Eau-de-vie de fruits, liqueur de fruits : deux mondes derrière la bouteille

16 août 2025

De la matière première au verre : la genèse du goût

L’eau-de-vie de fruits désigne un alcool obtenu par la fermentation (ou la macération) et la distillation directe d’un fruit frais. Le résultat, c’est une pureté brute : une expression sans fard du fruit d’origine, sans ajout ni artifice.

La liqueur de fruits, elle, relève de la catégorie des spiritueux sucrés. Fruit (ou extraits), sucre, alcool neutre (souvent issu de betterave ou de blé, parfois agricole), mais aussi parfois arômes et colorants : l’assemblage prime, l’objectif est la gourmandise et la rondeur.

  • Pour une eau-de-vie de poire, on n’extrait que ce que le fruit peut offrir : distiller 100 kg de poires Williams ne donnera qu’environ 8 à 10 litres d’alcool pur à la sortie (source : Institut Français des Productions Cidricoles).
  • Pour une liqueur de cassis, l’utilisation de sucre est obligatoire, à raison d’au moins 400 grammes par litre pour la fameuse Crème de Cassis (réglementation européenne 110/2008, modifiée en 2019).

Le premier se veut fidèle, le second enjôleur. Deux voies pour raconter le fruit.

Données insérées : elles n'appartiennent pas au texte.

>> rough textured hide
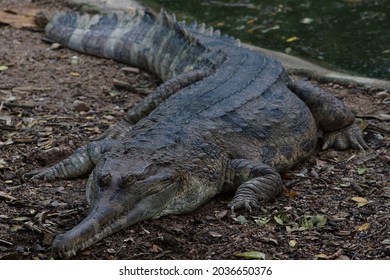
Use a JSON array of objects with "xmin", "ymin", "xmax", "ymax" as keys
[{"xmin": 27, "ymin": 9, "xmax": 367, "ymax": 258}]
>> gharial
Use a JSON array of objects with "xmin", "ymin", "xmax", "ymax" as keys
[{"xmin": 25, "ymin": 8, "xmax": 367, "ymax": 258}]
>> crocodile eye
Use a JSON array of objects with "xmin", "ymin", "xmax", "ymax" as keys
[
  {"xmin": 118, "ymin": 175, "xmax": 137, "ymax": 189},
  {"xmin": 126, "ymin": 175, "xmax": 137, "ymax": 185},
  {"xmin": 98, "ymin": 173, "xmax": 111, "ymax": 187}
]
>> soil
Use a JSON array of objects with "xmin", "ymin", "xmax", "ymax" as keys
[{"xmin": 0, "ymin": 0, "xmax": 389, "ymax": 260}]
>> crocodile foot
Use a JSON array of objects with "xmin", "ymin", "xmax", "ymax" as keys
[
  {"xmin": 227, "ymin": 174, "xmax": 283, "ymax": 213},
  {"xmin": 322, "ymin": 123, "xmax": 368, "ymax": 151},
  {"xmin": 227, "ymin": 183, "xmax": 262, "ymax": 212}
]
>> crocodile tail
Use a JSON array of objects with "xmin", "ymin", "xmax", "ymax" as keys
[{"xmin": 45, "ymin": 9, "xmax": 216, "ymax": 80}]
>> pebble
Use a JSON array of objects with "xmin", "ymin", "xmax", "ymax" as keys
[
  {"xmin": 49, "ymin": 43, "xmax": 62, "ymax": 50},
  {"xmin": 72, "ymin": 100, "xmax": 89, "ymax": 112},
  {"xmin": 121, "ymin": 66, "xmax": 140, "ymax": 74}
]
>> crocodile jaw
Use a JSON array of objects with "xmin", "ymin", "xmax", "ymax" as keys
[
  {"xmin": 52, "ymin": 205, "xmax": 135, "ymax": 259},
  {"xmin": 52, "ymin": 180, "xmax": 178, "ymax": 259}
]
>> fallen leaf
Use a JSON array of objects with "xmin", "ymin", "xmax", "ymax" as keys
[
  {"xmin": 260, "ymin": 237, "xmax": 279, "ymax": 245},
  {"xmin": 0, "ymin": 65, "xmax": 8, "ymax": 71},
  {"xmin": 107, "ymin": 248, "xmax": 116, "ymax": 254},
  {"xmin": 355, "ymin": 223, "xmax": 370, "ymax": 231},
  {"xmin": 357, "ymin": 167, "xmax": 367, "ymax": 175},
  {"xmin": 10, "ymin": 225, "xmax": 23, "ymax": 232},
  {"xmin": 289, "ymin": 240, "xmax": 297, "ymax": 247},
  {"xmin": 286, "ymin": 36, "xmax": 299, "ymax": 43},
  {"xmin": 351, "ymin": 196, "xmax": 368, "ymax": 207},
  {"xmin": 12, "ymin": 216, "xmax": 29, "ymax": 222},
  {"xmin": 235, "ymin": 251, "xmax": 266, "ymax": 260},
  {"xmin": 0, "ymin": 8, "xmax": 38, "ymax": 29},
  {"xmin": 109, "ymin": 90, "xmax": 121, "ymax": 97},
  {"xmin": 284, "ymin": 191, "xmax": 298, "ymax": 198},
  {"xmin": 381, "ymin": 239, "xmax": 390, "ymax": 245},
  {"xmin": 150, "ymin": 244, "xmax": 161, "ymax": 253},
  {"xmin": 254, "ymin": 216, "xmax": 271, "ymax": 225},
  {"xmin": 215, "ymin": 210, "xmax": 228, "ymax": 219},
  {"xmin": 273, "ymin": 213, "xmax": 289, "ymax": 225},
  {"xmin": 315, "ymin": 253, "xmax": 329, "ymax": 259},
  {"xmin": 209, "ymin": 231, "xmax": 222, "ymax": 238},
  {"xmin": 301, "ymin": 214, "xmax": 327, "ymax": 229},
  {"xmin": 336, "ymin": 230, "xmax": 352, "ymax": 236},
  {"xmin": 70, "ymin": 72, "xmax": 80, "ymax": 77},
  {"xmin": 234, "ymin": 215, "xmax": 248, "ymax": 224},
  {"xmin": 0, "ymin": 191, "xmax": 16, "ymax": 201}
]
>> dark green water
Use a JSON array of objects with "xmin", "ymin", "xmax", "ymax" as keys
[{"xmin": 142, "ymin": 0, "xmax": 390, "ymax": 80}]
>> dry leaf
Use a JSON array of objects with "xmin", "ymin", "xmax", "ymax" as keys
[
  {"xmin": 70, "ymin": 72, "xmax": 80, "ymax": 77},
  {"xmin": 286, "ymin": 36, "xmax": 299, "ymax": 42},
  {"xmin": 351, "ymin": 196, "xmax": 368, "ymax": 207},
  {"xmin": 209, "ymin": 231, "xmax": 222, "ymax": 238},
  {"xmin": 315, "ymin": 253, "xmax": 329, "ymax": 259},
  {"xmin": 150, "ymin": 244, "xmax": 160, "ymax": 252},
  {"xmin": 0, "ymin": 8, "xmax": 38, "ymax": 29},
  {"xmin": 0, "ymin": 191, "xmax": 17, "ymax": 201},
  {"xmin": 235, "ymin": 251, "xmax": 266, "ymax": 260},
  {"xmin": 336, "ymin": 230, "xmax": 352, "ymax": 236},
  {"xmin": 12, "ymin": 216, "xmax": 29, "ymax": 222},
  {"xmin": 284, "ymin": 191, "xmax": 298, "ymax": 198},
  {"xmin": 356, "ymin": 223, "xmax": 370, "ymax": 231},
  {"xmin": 289, "ymin": 240, "xmax": 297, "ymax": 247}
]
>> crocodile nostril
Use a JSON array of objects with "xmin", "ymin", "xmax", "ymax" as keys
[{"xmin": 98, "ymin": 173, "xmax": 112, "ymax": 187}]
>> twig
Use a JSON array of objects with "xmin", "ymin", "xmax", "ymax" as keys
[
  {"xmin": 12, "ymin": 86, "xmax": 51, "ymax": 92},
  {"xmin": 351, "ymin": 182, "xmax": 364, "ymax": 195},
  {"xmin": 2, "ymin": 101, "xmax": 36, "ymax": 109},
  {"xmin": 0, "ymin": 191, "xmax": 17, "ymax": 201},
  {"xmin": 0, "ymin": 239, "xmax": 13, "ymax": 247}
]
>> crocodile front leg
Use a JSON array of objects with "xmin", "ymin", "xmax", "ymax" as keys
[
  {"xmin": 25, "ymin": 139, "xmax": 118, "ymax": 181},
  {"xmin": 224, "ymin": 159, "xmax": 283, "ymax": 212},
  {"xmin": 287, "ymin": 80, "xmax": 368, "ymax": 151}
]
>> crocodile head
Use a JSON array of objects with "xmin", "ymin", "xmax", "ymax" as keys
[{"xmin": 51, "ymin": 157, "xmax": 179, "ymax": 258}]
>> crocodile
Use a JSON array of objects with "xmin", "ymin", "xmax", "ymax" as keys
[{"xmin": 26, "ymin": 8, "xmax": 367, "ymax": 258}]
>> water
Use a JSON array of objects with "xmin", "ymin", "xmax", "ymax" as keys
[{"xmin": 142, "ymin": 0, "xmax": 390, "ymax": 80}]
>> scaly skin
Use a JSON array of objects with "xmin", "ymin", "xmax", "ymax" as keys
[{"xmin": 25, "ymin": 9, "xmax": 367, "ymax": 258}]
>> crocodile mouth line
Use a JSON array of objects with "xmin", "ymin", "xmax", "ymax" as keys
[{"xmin": 55, "ymin": 204, "xmax": 136, "ymax": 259}]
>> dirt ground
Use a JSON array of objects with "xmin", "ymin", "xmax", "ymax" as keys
[{"xmin": 0, "ymin": 0, "xmax": 389, "ymax": 260}]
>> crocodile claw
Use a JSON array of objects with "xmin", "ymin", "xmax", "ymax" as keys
[
  {"xmin": 23, "ymin": 169, "xmax": 46, "ymax": 181},
  {"xmin": 228, "ymin": 196, "xmax": 261, "ymax": 213},
  {"xmin": 322, "ymin": 123, "xmax": 368, "ymax": 151}
]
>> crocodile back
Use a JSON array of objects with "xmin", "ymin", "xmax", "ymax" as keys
[{"xmin": 125, "ymin": 43, "xmax": 318, "ymax": 172}]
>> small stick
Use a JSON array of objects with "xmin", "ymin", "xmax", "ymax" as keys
[{"xmin": 2, "ymin": 101, "xmax": 36, "ymax": 109}]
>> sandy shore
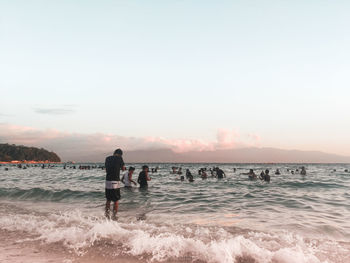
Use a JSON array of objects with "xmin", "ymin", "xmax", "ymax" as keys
[
  {"xmin": 0, "ymin": 229, "xmax": 204, "ymax": 263},
  {"xmin": 0, "ymin": 229, "xmax": 146, "ymax": 263}
]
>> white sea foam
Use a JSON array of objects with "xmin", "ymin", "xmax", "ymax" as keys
[{"xmin": 1, "ymin": 210, "xmax": 349, "ymax": 263}]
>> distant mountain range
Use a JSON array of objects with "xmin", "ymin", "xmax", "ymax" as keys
[
  {"xmin": 124, "ymin": 148, "xmax": 350, "ymax": 163},
  {"xmin": 65, "ymin": 147, "xmax": 350, "ymax": 163}
]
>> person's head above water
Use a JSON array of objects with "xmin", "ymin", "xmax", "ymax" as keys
[
  {"xmin": 142, "ymin": 165, "xmax": 149, "ymax": 171},
  {"xmin": 249, "ymin": 169, "xmax": 254, "ymax": 173},
  {"xmin": 113, "ymin": 149, "xmax": 123, "ymax": 156},
  {"xmin": 129, "ymin": 167, "xmax": 135, "ymax": 172}
]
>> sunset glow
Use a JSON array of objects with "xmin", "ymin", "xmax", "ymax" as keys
[{"xmin": 1, "ymin": 0, "xmax": 350, "ymax": 159}]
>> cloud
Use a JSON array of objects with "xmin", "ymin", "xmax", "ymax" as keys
[
  {"xmin": 33, "ymin": 105, "xmax": 76, "ymax": 115},
  {"xmin": 0, "ymin": 113, "xmax": 12, "ymax": 117},
  {"xmin": 0, "ymin": 124, "xmax": 261, "ymax": 161},
  {"xmin": 215, "ymin": 128, "xmax": 240, "ymax": 149}
]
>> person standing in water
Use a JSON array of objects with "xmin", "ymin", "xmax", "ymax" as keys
[
  {"xmin": 138, "ymin": 165, "xmax": 151, "ymax": 188},
  {"xmin": 264, "ymin": 169, "xmax": 270, "ymax": 182},
  {"xmin": 121, "ymin": 167, "xmax": 136, "ymax": 188},
  {"xmin": 216, "ymin": 168, "xmax": 225, "ymax": 179},
  {"xmin": 241, "ymin": 169, "xmax": 257, "ymax": 180},
  {"xmin": 201, "ymin": 170, "xmax": 208, "ymax": 179},
  {"xmin": 185, "ymin": 169, "xmax": 194, "ymax": 182},
  {"xmin": 259, "ymin": 170, "xmax": 266, "ymax": 180},
  {"xmin": 105, "ymin": 149, "xmax": 125, "ymax": 220}
]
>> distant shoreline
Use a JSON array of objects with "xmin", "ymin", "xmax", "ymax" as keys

Techniques de production : le cœur du différend

Produire une eau-de-vie de fruits : la distillation comme art

Distiller, c’est séparer l’essence du fruit de sa matière. Pour la plupart des eaux-de-vie françaises, la marche à suivre est la suivante :

  1. On commence par la fermentation du fruit entier, mûr, souvent cueilli à la main. Plus le fruit est riche en sucre, meilleure sera le rendement (exemple : la mirabelle de Lorraine, qui titre facilement 14-16% de sucre à maturité).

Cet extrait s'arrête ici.